Transmission losses are also related to transformer current, and as
such, if a customer needs a very large amount of transformative
capacity, it is typically more efficient and cost effective to step-
down power to 480V/277 and then use smaller transformers to further
step down the voltage to 208Y/120, closer to the actual point of use.
For these reasons, industry standards recommend high-kVA transformers
have higher-secondary voltages. As such, currents do not tend to reach
problematic values.
However, transformers within common industry values may still have
a high enough current such that the stray and eddy losses would make up
a much greater percentage of the transformer load losses and require
manufacturers to overdesign transformers to meet a given efficiency
level. Additionally, as kVA increases, this effect may become
progressively more pronounced.
Prolec GE commented that load losses tend to be ten percent higher
for high-current transformers due to increased losses in the leads and
electrical connections on the secondary side of the transformer.
(Prolec GE, No. 120 at pp. 6-7) Carte commented that using a 120V
secondary instead of a 277V secondary for a 500 kVA, single-phase
transformer would increase the cost to meet current efficiency
standards by 52 percent. (Carte, No. 140 at p. 9) Carte commented that
for 1,500 kVA three-phase transformer, using 208Y/120 secondary instead
of a 480Y/277 secondary results in a 66 percent increase in first cost.
Carte added that a 1,500 kVA three-phase unit with 208Y/120 design
could at best achieve a 5 percent reduction in losses and would
increase the cost by 95 percent relative to current efficiency
standards, unless they transitioned to an amorphous core. (Carte, No.
140 at p. 9)
Several stakeholders gave specific low-voltage line-currents at
which stray and eddy losses grow disproportionately.
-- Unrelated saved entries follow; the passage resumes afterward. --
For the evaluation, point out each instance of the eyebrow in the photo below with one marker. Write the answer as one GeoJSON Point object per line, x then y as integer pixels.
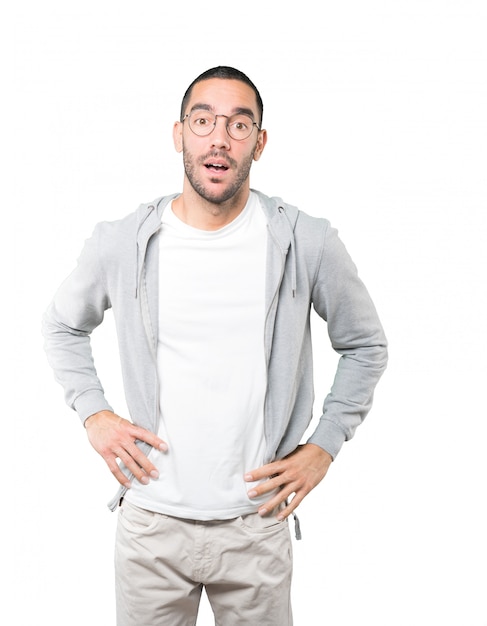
{"type": "Point", "coordinates": [236, 111]}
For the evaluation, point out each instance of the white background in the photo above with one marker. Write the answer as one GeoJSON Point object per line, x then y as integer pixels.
{"type": "Point", "coordinates": [376, 114]}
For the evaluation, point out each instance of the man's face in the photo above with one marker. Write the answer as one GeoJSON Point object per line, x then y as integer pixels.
{"type": "Point", "coordinates": [216, 165]}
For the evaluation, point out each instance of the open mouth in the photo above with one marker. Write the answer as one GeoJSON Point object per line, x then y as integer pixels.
{"type": "Point", "coordinates": [216, 167]}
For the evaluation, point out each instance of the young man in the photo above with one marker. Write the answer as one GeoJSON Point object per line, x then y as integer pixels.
{"type": "Point", "coordinates": [211, 291]}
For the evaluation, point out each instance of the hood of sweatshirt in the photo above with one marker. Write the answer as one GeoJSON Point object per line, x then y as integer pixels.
{"type": "Point", "coordinates": [281, 220]}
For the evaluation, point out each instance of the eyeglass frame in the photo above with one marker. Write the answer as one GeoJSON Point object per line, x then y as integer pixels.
{"type": "Point", "coordinates": [226, 125]}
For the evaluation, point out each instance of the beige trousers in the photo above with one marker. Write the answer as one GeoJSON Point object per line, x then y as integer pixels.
{"type": "Point", "coordinates": [162, 564]}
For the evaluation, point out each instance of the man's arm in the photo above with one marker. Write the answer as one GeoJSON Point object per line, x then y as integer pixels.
{"type": "Point", "coordinates": [355, 332]}
{"type": "Point", "coordinates": [76, 310]}
{"type": "Point", "coordinates": [114, 437]}
{"type": "Point", "coordinates": [297, 474]}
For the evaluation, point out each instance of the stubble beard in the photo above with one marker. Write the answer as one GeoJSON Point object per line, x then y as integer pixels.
{"type": "Point", "coordinates": [216, 197]}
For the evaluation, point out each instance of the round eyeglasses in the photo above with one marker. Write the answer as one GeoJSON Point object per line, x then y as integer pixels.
{"type": "Point", "coordinates": [203, 122]}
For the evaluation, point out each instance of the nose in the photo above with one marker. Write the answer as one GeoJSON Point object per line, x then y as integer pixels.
{"type": "Point", "coordinates": [219, 136]}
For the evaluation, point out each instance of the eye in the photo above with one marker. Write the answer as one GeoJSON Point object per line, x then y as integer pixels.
{"type": "Point", "coordinates": [240, 124]}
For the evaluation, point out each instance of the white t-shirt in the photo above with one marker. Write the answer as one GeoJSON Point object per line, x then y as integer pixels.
{"type": "Point", "coordinates": [212, 367]}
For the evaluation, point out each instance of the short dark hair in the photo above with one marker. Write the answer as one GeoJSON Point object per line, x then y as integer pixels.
{"type": "Point", "coordinates": [229, 73]}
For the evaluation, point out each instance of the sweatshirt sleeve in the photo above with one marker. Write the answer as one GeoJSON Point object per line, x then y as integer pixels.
{"type": "Point", "coordinates": [76, 310]}
{"type": "Point", "coordinates": [356, 334]}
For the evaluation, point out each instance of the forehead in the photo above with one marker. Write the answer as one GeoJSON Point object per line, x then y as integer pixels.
{"type": "Point", "coordinates": [223, 95]}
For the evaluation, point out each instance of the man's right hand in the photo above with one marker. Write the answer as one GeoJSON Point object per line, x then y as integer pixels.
{"type": "Point", "coordinates": [113, 437]}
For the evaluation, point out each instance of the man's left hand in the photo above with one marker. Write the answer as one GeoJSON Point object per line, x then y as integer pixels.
{"type": "Point", "coordinates": [297, 473]}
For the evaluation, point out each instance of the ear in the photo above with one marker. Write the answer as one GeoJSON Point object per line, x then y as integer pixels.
{"type": "Point", "coordinates": [261, 142]}
{"type": "Point", "coordinates": [177, 135]}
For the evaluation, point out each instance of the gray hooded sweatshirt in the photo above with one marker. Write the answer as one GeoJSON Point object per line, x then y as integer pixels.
{"type": "Point", "coordinates": [307, 265]}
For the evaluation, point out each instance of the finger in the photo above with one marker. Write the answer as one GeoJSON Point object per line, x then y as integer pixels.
{"type": "Point", "coordinates": [265, 487]}
{"type": "Point", "coordinates": [276, 504]}
{"type": "Point", "coordinates": [148, 437]}
{"type": "Point", "coordinates": [266, 471]}
{"type": "Point", "coordinates": [138, 464]}
{"type": "Point", "coordinates": [117, 472]}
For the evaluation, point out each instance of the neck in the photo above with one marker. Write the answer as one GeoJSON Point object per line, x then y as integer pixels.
{"type": "Point", "coordinates": [200, 213]}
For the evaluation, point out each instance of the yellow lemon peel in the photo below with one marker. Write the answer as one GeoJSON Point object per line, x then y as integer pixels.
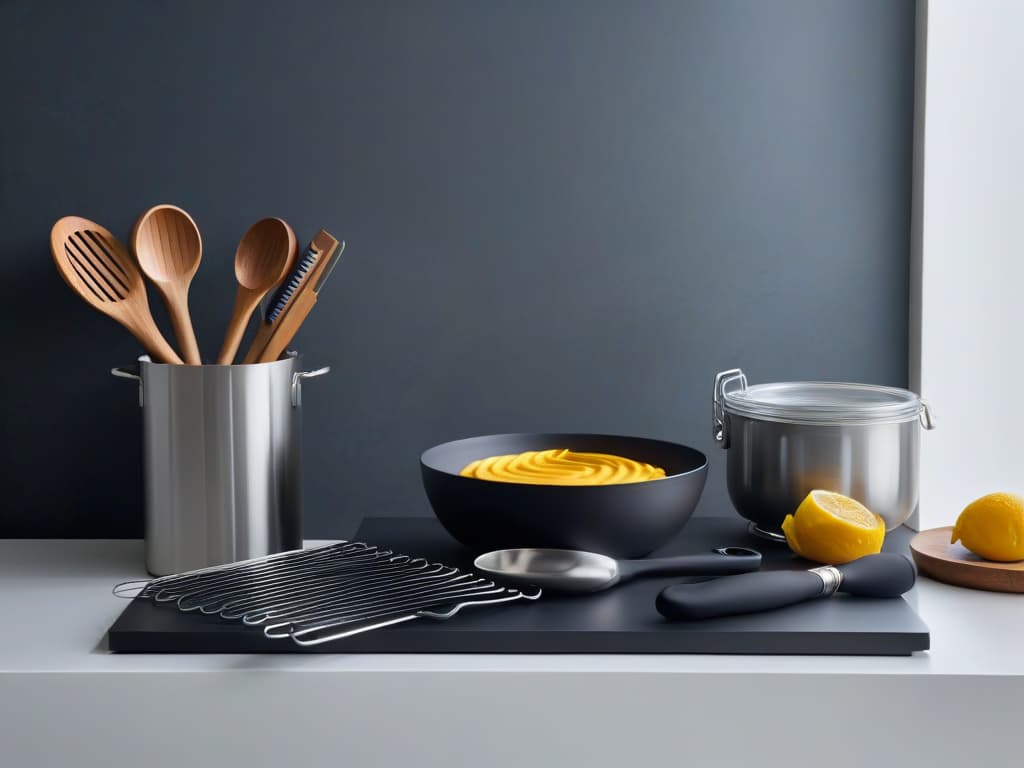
{"type": "Point", "coordinates": [829, 527]}
{"type": "Point", "coordinates": [992, 527]}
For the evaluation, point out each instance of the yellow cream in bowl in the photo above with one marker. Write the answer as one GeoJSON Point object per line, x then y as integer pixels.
{"type": "Point", "coordinates": [561, 467]}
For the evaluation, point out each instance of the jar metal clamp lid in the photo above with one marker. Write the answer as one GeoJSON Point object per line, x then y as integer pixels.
{"type": "Point", "coordinates": [812, 402]}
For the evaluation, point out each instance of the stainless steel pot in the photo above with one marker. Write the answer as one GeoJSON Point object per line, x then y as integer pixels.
{"type": "Point", "coordinates": [788, 438]}
{"type": "Point", "coordinates": [222, 456]}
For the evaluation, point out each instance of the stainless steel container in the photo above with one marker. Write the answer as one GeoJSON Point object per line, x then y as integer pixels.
{"type": "Point", "coordinates": [788, 438]}
{"type": "Point", "coordinates": [222, 456]}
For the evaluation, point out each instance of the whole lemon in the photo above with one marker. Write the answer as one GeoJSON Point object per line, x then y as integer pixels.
{"type": "Point", "coordinates": [992, 527]}
{"type": "Point", "coordinates": [833, 528]}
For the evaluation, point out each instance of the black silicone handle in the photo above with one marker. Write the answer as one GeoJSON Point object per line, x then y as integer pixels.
{"type": "Point", "coordinates": [884, 574]}
{"type": "Point", "coordinates": [729, 560]}
{"type": "Point", "coordinates": [747, 593]}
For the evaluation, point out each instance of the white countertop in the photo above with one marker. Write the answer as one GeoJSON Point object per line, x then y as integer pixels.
{"type": "Point", "coordinates": [55, 598]}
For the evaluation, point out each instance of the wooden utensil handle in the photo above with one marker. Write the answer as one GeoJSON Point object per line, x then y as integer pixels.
{"type": "Point", "coordinates": [245, 303]}
{"type": "Point", "coordinates": [154, 343]}
{"type": "Point", "coordinates": [263, 335]}
{"type": "Point", "coordinates": [181, 323]}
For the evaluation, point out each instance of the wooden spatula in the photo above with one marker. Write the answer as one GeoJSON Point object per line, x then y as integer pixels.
{"type": "Point", "coordinates": [99, 269]}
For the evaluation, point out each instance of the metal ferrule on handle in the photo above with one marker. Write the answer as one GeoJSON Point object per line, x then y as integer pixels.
{"type": "Point", "coordinates": [832, 579]}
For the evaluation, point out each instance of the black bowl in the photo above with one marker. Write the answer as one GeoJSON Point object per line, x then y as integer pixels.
{"type": "Point", "coordinates": [624, 520]}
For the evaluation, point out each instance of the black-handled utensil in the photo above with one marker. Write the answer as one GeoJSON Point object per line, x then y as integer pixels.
{"type": "Point", "coordinates": [578, 571]}
{"type": "Point", "coordinates": [884, 574]}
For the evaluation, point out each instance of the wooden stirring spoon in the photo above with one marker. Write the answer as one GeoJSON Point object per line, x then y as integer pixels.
{"type": "Point", "coordinates": [168, 247]}
{"type": "Point", "coordinates": [264, 256]}
{"type": "Point", "coordinates": [99, 269]}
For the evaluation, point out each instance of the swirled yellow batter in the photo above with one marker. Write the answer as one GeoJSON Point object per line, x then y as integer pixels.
{"type": "Point", "coordinates": [561, 467]}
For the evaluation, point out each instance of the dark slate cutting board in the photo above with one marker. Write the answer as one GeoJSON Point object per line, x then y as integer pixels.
{"type": "Point", "coordinates": [619, 621]}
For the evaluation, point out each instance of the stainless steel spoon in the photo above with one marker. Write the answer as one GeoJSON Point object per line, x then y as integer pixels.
{"type": "Point", "coordinates": [578, 571]}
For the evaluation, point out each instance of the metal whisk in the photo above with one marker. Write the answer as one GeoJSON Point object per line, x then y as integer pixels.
{"type": "Point", "coordinates": [327, 593]}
Howard commented
that for three-phase transformers, it currently is difficult to meet
efficiency standards for currents greater than 3000 A. Howard commented
that typical load losses grow disproportionately at high current,
wherein the load loss to no-load loss ratio is typically between 3-5
for low-current transformers but increases to 7-8 for high-current
transformers, requiring higher grades of core steel to offset the
increased load losses. Howard added that under the NOPR proposed
levels, currents greater than 2000 A would be difficult. (Howard, No.
116 at p. 12) Prolec GE commented that above 3000 A, the manufacturer
needs to overdesign the transformer or it becomes infeasible to meet
efficiency levels. (Prolec GE, No. 120 at pp. 6-7) NEMA commented that
for, liquid-filled transformers, it is difficult to meet current energy
conservation standards above 4000 A today and recommended DOE not
increase efficiency standards for any transformers with a low voltage
line current over 3000 A. (NEMA, No. 141 at p. 11)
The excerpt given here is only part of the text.